June 14, 2006
George Soros's bid to overturn an insider-trading conviction has been rejected by France's highest appeals court, ending the billionaire's fight to erase a legal stain on his 40-year investing career.The Court of Cassation, the tribunal of last resort in France, ended its review of a March 2005 judgment that Soros broke insider-trading laws when he bought Societe Generale SA shares in 1988 with the knowledge that the bank might be a takeover target. The Hungary-born financier has been fighting the case for 17 years.
``The court did not respond to one of our key arguments concerning the fact that the length of the proceedings didn't allow Mr.

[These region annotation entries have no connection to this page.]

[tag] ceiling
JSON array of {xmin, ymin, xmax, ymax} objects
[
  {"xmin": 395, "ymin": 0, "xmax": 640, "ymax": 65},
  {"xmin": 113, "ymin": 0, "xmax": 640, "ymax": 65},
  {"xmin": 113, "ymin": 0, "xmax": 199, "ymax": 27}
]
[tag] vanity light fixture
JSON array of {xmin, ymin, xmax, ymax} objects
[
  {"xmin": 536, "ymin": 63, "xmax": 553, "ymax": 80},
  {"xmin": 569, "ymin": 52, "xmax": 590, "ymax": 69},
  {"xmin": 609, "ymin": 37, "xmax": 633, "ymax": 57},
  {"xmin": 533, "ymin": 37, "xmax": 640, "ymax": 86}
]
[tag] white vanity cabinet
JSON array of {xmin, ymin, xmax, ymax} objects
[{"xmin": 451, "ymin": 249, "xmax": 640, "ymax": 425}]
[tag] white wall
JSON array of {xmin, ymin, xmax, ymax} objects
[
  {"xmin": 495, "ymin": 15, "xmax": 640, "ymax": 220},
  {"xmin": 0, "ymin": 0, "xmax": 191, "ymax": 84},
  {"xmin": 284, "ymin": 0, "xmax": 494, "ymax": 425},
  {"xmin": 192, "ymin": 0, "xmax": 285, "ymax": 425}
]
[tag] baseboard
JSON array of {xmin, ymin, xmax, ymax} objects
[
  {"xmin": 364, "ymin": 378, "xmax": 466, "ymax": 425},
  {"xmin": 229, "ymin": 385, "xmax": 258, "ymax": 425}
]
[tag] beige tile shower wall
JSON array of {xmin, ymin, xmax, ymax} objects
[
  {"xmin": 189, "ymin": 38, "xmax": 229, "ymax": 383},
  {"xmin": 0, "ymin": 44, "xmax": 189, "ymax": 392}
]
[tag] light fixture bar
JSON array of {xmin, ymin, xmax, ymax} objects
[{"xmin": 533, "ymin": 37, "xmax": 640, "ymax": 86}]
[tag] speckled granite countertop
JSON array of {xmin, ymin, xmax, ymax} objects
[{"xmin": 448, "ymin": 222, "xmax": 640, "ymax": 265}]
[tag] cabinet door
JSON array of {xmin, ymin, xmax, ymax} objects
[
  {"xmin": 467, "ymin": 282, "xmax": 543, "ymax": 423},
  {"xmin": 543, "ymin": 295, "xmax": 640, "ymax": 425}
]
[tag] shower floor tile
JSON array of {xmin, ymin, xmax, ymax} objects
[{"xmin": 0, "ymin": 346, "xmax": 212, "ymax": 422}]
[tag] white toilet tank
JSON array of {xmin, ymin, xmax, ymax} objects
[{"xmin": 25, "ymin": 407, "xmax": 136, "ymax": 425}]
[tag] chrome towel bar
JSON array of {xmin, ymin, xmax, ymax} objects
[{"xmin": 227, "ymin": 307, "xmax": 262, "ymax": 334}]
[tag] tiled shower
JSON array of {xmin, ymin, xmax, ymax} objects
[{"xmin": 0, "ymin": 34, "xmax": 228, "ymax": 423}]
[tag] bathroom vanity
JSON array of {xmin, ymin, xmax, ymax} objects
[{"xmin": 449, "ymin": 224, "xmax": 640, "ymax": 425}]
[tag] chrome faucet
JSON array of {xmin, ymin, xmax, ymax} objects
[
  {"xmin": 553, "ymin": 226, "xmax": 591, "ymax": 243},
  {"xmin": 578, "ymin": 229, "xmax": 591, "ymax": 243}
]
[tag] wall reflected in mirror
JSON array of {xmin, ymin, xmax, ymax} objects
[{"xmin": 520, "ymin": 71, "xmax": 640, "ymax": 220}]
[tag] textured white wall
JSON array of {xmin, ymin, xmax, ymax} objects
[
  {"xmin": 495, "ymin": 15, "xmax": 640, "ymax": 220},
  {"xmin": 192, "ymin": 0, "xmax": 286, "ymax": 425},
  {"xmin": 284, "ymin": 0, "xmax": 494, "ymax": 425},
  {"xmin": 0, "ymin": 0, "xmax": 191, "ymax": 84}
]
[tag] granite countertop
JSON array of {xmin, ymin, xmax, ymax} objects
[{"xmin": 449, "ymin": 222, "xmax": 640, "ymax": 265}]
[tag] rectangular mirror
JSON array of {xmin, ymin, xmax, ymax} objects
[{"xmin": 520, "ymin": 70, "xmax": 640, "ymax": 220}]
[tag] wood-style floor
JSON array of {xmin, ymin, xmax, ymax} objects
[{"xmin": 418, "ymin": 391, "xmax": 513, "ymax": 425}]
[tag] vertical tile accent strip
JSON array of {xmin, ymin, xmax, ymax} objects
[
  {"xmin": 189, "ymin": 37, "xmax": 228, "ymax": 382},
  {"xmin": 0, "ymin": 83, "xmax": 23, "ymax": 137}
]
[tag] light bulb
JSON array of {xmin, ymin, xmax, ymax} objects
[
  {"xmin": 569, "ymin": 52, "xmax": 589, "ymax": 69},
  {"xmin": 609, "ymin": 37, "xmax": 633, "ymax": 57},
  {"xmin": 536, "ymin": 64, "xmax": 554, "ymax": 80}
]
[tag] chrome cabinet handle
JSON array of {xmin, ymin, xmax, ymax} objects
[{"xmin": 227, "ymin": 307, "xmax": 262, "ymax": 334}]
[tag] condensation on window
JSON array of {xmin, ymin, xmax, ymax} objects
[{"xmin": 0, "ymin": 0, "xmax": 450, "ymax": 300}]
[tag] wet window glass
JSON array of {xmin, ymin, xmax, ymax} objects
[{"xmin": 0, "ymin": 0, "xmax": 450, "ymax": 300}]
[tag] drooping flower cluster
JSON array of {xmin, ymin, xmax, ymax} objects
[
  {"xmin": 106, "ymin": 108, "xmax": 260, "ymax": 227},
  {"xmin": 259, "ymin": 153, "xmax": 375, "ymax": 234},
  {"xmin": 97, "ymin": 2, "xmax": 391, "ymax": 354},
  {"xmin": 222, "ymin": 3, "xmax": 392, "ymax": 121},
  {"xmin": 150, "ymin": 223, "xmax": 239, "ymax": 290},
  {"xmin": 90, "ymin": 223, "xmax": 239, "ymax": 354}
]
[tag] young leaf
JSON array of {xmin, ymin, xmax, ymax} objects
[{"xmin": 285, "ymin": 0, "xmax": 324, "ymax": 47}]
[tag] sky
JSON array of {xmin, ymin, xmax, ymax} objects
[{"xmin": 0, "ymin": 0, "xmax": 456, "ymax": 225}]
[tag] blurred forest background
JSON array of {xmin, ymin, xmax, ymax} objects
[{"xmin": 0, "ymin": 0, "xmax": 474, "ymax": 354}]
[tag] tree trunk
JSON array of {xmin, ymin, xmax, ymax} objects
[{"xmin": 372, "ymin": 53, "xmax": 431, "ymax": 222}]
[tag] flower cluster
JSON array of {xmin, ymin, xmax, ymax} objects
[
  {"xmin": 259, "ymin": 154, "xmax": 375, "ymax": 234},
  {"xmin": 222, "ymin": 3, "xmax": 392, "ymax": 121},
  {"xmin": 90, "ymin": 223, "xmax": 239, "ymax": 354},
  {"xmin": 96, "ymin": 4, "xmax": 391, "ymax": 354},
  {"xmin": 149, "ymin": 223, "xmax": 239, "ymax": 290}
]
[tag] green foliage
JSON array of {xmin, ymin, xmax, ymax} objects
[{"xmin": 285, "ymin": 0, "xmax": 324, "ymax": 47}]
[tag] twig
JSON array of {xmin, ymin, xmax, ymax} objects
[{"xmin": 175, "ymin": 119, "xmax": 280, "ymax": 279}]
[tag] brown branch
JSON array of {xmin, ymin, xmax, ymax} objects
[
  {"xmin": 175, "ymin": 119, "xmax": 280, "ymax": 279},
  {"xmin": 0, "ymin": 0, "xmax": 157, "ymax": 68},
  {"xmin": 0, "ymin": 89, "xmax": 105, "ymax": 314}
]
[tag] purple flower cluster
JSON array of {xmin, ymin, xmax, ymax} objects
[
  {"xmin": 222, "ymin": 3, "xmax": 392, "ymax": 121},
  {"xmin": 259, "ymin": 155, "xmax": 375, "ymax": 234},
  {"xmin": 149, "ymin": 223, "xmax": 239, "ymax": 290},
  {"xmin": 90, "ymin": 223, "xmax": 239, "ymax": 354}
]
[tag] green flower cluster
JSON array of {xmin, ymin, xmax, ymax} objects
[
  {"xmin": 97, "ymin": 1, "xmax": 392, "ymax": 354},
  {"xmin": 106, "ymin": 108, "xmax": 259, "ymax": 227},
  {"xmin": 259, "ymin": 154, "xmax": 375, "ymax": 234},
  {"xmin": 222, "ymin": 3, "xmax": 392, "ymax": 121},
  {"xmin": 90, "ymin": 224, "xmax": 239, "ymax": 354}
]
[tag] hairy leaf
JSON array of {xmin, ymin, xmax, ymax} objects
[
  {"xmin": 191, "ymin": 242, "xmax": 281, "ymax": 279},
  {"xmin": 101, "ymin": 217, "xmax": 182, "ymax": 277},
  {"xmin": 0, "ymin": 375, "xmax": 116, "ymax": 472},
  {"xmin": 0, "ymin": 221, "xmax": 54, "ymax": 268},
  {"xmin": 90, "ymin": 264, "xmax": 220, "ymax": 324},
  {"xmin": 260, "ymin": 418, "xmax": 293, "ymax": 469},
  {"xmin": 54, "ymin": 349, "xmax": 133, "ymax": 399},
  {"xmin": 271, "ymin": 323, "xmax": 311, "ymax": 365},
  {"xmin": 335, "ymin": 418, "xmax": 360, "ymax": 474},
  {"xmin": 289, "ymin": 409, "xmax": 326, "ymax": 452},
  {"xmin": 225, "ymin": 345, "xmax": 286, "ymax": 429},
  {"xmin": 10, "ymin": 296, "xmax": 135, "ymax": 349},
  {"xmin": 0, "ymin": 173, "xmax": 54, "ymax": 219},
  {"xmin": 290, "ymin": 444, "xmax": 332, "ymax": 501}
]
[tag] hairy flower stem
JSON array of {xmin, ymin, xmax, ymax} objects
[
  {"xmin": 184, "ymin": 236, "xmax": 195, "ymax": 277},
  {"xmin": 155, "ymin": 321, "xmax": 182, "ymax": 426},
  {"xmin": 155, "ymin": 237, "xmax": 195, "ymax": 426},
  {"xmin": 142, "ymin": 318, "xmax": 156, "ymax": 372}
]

Soros to have a fair trial,'' said Ron Soffer, one of Soros's lawyers.
The verdict came as the 75-year-old former financier turned his attention from his investing career to political and charitable activities. Soros had been ordered to pay back 2.2 million euros ($2.8 million) in gains. That amount will now be reviewed, Soffer said.
The 2005 Paris appeals court ruling upheld a 2002 conviction by a first-instance tribunal. The judges rejected Soros's contention that he didn't consider the information that led him to buy Societe Generale shares to be confidential. The French government sold Societe Generale in June 1987 at 407 French francs a share. A year later, after a stock market crash, the shares had fallen to 260 francs.
I wonder – will the final adjudication of this financial scandal lead Democrats and other American Leftists to return donations from Soros and organizations under his control? Or will such disassociation from financial corruption be considered inappropriate by Democrats – though they would scream from it if the case involved a Republican donor?